5 thoughts on “How The Republicans Can Block Breyer’s Replacement”

  1. Would Republicans dare set off a withering tirade of accusations of racism and misogyny the Democrats would bring to the media? Oh wait….

  2. Interesting…should be instructive to see if the republicans have the stones to use it. On a related subject I have an alternative proposal to the various versions of the “for the people act” stalled for now (hopefully for good) in Congress. Rather than in effect seeding the authority to make election law permanently with Congress why not create a different mechanism by federal law? Pass a federal law that compels states that have no provisions for amending said states’ constitution by ballot initiative (unlike my state of Ohio) to have the ability under federal law. Say in some state like Mississippi the voters of the state could pass a ballot initiative under my proposed federal law. The voters of the state could vote in if they chose an amendment to the states constitution to allow mass mail in ballots, automatic voter registration with or without request if they wanted to. Or vote in “independent boards” to do the post census redistricting in their respective state if the wish (like Ohio did). Or even to compel their states presidential electors to vote according to the national vote (I am personally opposed to that) again if they wanted to.
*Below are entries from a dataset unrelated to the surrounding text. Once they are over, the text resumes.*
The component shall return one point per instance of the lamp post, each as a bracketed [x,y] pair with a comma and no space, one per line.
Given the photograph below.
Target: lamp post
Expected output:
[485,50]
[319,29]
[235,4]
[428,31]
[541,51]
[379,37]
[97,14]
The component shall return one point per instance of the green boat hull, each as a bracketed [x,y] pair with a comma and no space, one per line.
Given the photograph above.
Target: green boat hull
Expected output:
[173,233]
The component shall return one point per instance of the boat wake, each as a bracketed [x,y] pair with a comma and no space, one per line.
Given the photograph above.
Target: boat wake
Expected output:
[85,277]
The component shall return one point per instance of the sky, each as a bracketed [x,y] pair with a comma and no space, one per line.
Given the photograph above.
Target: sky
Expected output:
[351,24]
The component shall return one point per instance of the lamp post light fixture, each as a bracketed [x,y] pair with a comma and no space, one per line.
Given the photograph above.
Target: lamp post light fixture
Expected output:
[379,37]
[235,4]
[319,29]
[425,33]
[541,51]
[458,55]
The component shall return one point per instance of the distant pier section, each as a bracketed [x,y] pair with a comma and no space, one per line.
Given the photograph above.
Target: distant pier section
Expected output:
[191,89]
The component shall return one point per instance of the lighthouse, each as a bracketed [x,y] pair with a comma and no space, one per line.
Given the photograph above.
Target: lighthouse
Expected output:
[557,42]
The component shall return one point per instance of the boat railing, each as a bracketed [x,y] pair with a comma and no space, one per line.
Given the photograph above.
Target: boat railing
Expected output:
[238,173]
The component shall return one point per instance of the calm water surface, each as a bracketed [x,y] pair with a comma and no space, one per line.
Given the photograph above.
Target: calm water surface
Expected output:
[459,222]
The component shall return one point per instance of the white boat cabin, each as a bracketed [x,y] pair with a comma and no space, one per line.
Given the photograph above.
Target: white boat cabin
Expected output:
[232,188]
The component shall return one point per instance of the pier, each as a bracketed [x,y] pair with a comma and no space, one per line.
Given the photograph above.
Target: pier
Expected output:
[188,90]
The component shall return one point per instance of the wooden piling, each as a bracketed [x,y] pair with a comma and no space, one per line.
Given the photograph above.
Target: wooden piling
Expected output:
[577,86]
That would preserve the mandate of state law governing how elections are run in that state while addressing the democrats arguments of “voter suppression”. The currently democratic congress would never go for that of course since their true aim is a permanent power grab; but maybe the Republicans after November just might if they end up in power.
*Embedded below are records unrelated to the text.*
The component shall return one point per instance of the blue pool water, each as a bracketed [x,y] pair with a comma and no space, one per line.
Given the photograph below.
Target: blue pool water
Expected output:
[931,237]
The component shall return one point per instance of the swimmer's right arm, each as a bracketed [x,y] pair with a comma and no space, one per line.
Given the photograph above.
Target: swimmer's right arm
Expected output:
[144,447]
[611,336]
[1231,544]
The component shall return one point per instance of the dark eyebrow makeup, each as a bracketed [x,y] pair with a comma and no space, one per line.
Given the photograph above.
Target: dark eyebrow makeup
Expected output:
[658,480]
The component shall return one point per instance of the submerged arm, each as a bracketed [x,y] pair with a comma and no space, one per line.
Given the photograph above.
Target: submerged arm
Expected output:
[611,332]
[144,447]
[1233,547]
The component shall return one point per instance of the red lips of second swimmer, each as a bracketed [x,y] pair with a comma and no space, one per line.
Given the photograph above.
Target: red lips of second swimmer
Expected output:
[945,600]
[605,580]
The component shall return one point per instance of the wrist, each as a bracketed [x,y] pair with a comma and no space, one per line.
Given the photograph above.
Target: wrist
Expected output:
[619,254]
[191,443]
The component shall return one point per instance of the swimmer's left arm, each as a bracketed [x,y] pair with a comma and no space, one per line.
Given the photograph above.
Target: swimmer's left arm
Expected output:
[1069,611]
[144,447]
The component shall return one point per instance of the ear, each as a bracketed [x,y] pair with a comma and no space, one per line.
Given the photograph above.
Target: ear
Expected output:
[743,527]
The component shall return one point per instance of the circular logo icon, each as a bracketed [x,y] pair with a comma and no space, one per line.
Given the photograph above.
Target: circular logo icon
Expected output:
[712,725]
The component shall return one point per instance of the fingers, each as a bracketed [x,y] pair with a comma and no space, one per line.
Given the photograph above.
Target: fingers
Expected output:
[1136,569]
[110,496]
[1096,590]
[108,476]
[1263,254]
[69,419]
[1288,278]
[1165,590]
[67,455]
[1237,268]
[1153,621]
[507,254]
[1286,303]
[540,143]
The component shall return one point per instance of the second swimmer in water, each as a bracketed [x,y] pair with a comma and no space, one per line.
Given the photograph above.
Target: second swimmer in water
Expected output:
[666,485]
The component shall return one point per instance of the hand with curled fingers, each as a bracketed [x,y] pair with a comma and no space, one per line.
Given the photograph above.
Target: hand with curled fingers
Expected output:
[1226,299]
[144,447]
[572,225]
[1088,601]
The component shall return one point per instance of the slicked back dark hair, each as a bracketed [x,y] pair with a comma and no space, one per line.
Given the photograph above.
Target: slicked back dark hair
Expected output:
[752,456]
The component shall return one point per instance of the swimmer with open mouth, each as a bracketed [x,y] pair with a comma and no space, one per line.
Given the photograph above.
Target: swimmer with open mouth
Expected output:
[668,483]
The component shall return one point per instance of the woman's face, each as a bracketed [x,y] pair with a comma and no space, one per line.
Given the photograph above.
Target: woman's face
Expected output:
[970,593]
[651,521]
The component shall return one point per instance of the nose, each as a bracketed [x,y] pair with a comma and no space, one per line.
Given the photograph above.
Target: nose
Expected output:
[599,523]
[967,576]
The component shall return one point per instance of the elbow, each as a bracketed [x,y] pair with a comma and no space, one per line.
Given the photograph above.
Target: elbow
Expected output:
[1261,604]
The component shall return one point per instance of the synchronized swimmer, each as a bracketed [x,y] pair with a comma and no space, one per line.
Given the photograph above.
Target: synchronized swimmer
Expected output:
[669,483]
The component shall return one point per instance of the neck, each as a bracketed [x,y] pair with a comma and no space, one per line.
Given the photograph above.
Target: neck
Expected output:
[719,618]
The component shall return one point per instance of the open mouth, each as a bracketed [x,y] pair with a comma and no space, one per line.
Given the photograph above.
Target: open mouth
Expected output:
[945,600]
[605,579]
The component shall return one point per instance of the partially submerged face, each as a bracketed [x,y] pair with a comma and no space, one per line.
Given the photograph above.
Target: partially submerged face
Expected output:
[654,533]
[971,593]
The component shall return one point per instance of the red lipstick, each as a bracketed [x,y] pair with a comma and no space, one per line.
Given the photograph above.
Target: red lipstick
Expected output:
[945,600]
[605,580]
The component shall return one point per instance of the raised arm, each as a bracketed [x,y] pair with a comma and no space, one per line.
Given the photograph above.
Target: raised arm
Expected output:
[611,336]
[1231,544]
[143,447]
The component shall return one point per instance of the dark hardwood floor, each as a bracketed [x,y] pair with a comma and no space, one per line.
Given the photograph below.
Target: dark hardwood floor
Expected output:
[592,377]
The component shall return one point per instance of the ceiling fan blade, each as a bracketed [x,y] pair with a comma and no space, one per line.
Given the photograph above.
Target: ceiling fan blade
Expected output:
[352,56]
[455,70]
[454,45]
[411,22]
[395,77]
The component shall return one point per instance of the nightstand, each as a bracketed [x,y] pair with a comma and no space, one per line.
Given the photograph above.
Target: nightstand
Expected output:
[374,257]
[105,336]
  3. Charlie Cooke at NR suggests that we might be better off acting like adults (not his words) because, as he puts it, “If, as seems likely, Biden chooses a bomb-throwing hack in the mold of Justice Sotomayor, he will end up further marginalizing the real talent within the ‘living constitution’ wing, Elena Kagan, and creating more distance between her and her originalist (and originalist-adjacent) colleagues.” Breyer is sharp enough that his arguments can sway the centrists like Roberts and Kavanaugh, but his replacement likely will not be.